34 家また宮の中にいる人々を照らすために,人は燭台に油を満たして火をともします。予言者モーセがシナイの荒野に建てた聖なる幕屋の最初の仕切り,すなわち聖所には,一つの燭台が置かれていました。しかし,ソロモン王の建てた宮の聖所には北側に五つ,南側に五つ,すなわち10の金の燭台がありました。(出エジプト 25:31-40; 26:35; 40:24,25。歴代史略下 4:7,20。列王紀略上 7:49)象徴的な燭台,すなわち,油注がれて御国を共に相続する者の会衆も,光を照り輝かすというその目的を果さねばなりません。そして,象徴的な七つの燭台の間を歩むイエス・キリストは,地上に法王を持つ必要のない大祭司であつて,これらの会衆がかならず輝くようにされます。

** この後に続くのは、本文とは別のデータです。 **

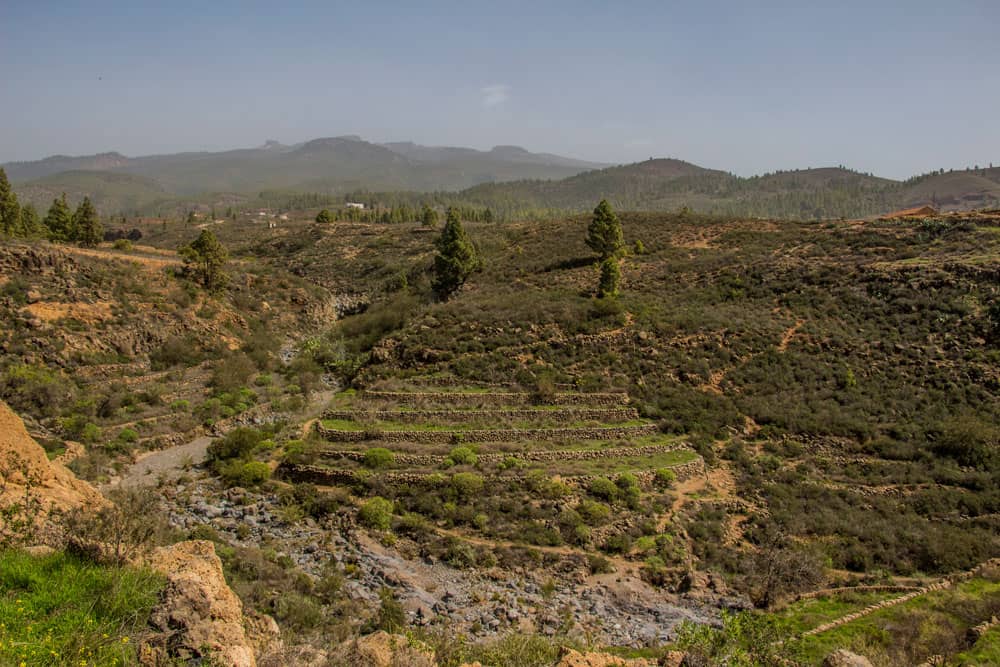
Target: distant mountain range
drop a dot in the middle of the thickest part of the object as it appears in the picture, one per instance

35 どのように監督は燭台と比べた星のように輝くべきですか。会衆の成員全部はどんな光を輝かさねばなりませんか。
35 空の星は地上の燭台よりも遙か上に輝きます。それと同じく,会衆を預る監督の地位を占める者は,会衆の他の人々の上に,また,他の人々以上に輝やくべきです。会衆の成員と『他の羊』,既に集められた人々と, これから集められて油注がれた残れる者と『一つの群』になる人々,に対して,監督は星のようにひときわ目立つて神の御国の良いたよりという光を照らさなければなりません。(ヨハネ 10:16)もちろん,普通の意味において,会衆の成員全部は天から霊的な光を受けて輝かなければなりません。『それは,あなたがたが責められるところのない純真な者となり,曲つた邪悪な時代のただ中にあつて,傷のない神の子となるためである。あなたがたは,いのちの言葉を堅く持つて,彼らの間で星のようにこの世に輝いている。』(ピリピ 2:15,新口)とりわけ,世の『終りの時』に関して神の御使はダニエルに予言しました,『さとき者は空の輝きのごとくに輝かん。また多くの人を義に導ける者は星のごとくなりて永遠にいたらん。』(ダニエル 12:3)この予言にたがわず,会衆のさとい成員すべては,灯の光と比べた星のように,輝かなければなりません。しかし,監督たちは特にそうすべきです。灯の光は余り遠くまで届きませんが,星の光は遠くを照らします。監督は光を掲げる者の模範とならねばなりません。